O Monstro – Por Adelpho Monjardim

Há mais ou menos cinqüenta anos, em um dos nossos Municípios sulinos, ocorreu espantoso fato, digno da exaltada imaginação de um Hoffmann.
Abastado fazendeiro, proprietário de muitas terras e pai de duas jovens, enviuvara cedo. Pai desvelado, aquelas duas moças eram todo o seu mundo. Suíço, era homem austero e de rígidos princípios.
Na mesma cidade residia um patrício, moço bem apessoado e galanteador, razão pela qual não gozava de boa fama. Bonitão, o Casanova conseguiu entabular namoro com a filha mais velha do fazendeiro, que surda às recomendações paternas deixou-se enredar pelas lábias do sedutor.
Encorajado pela conquista, sem despertar suspeitas começou a cortejar a mais nova das irmãs. Sibilino, conseguiu penetrar na intimidade das jovens e por fim as infelicitou.

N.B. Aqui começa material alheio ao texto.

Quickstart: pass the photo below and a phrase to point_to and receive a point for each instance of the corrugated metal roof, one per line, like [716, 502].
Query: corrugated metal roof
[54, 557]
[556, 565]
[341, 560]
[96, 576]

Como sói suceder em tais ocasiões, o sedutor fugiu à responsabilidade, consumando-se a tragédia. O despertar das moças foi terrível. Apaixonadas pelo mesmo homem, tornaram-se inimigas irreconciliáveis. A falta era irreparável.
Homem rico e influente, o pai das moças virou meio mundo a fim de castigar o crápula: que soube se resguardar, fugindo à possibilidade de um desforço pessoal.
Não resistindo à humilhação a irmã mais velha suicidou-se, lançando antes a sua maldição ao perjuro: “Gritando morrerás entre lancinantes dores e, gritando, continuarás pela Eternidade!”.
A mais jovem desapareceu e, segundo consta, entrou para um convento, no Rio de Janeiro. Desgostoso, o pai faleceu pouco depois.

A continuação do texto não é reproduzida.